The two hunger strikes in the presidential election
Hovhannisyan launches a hunger strike in protest of the election result. He cancels his campaign after a month but urges his supporters to continue protests.
Protests against election results
Thousands of people are protesting in Yerevan against the election result since Hovhannisyan was told in a meeting with the president that he would not agree to the re-election. The Central Election Commission formally states Sargsyan as the winner with 58.6 percent of the vote. Hovhannisyan embarks on a tour of the country and announces a new protest meeting in Yerevan. A formal protest against the voting result is filed with the Constitutional Court, which, however, rejects the appeal.
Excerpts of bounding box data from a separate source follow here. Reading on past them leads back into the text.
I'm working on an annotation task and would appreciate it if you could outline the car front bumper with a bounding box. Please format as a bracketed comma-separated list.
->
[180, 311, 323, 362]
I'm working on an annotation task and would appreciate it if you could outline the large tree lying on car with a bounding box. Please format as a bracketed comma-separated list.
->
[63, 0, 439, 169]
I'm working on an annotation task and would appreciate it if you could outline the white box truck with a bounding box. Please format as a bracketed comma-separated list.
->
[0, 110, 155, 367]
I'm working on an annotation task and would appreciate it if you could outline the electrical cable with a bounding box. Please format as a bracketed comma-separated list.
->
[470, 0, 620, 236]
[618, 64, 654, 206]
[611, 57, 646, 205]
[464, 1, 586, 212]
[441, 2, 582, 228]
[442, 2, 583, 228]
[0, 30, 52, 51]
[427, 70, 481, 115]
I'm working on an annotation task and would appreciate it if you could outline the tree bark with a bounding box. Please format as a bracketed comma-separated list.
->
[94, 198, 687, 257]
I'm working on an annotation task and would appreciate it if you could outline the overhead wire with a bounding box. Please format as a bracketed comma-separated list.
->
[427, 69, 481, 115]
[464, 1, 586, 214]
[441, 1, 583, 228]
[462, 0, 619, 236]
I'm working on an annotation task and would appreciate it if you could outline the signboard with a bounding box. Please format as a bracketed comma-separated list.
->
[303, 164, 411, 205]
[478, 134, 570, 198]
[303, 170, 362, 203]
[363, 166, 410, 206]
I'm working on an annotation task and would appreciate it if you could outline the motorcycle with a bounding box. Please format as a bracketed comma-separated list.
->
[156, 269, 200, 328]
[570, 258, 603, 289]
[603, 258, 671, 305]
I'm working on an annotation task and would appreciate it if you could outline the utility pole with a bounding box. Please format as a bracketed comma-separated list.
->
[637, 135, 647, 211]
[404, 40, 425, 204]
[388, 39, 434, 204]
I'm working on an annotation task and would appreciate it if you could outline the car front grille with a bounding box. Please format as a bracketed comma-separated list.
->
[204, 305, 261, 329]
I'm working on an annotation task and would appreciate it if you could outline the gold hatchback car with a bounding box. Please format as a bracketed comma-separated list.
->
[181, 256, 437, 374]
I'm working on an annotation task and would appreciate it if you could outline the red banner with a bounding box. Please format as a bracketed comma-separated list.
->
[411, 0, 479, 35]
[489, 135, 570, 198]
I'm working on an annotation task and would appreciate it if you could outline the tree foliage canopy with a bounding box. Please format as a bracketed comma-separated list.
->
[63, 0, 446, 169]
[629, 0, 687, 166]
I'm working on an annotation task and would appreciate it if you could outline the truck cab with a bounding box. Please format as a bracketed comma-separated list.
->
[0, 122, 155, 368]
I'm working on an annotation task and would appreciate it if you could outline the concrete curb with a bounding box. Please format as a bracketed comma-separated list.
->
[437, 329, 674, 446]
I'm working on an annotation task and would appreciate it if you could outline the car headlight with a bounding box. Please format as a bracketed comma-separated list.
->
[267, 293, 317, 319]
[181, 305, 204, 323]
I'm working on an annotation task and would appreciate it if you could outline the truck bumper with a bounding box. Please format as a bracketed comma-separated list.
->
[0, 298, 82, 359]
The President is re-elected
President Serzj Sargsyan is re-elected as expected for a new term in office. He is already securing victory in the first round of elections when, according to the election commission, he gets just over 58 percent of the vote. The two, former Foreign Minister Raffi Hovhannisyan, get 36.7 percent but accuse the Election Commission of cheating and refuse to admit defeat. The largest opposition parties have not even bothered to stand for counter-candidates. One candidate was shot some time before the election and another has hunger strike to try to get Sargsyan’s candidacy rejected. Another candidate demonstratively refrains from voting himself. OSCE observers say the election was calm and usually well-organized but that the public’s lack of interest suggests that Armenia has a long way to go to become a “dynamic and engaging democracy”.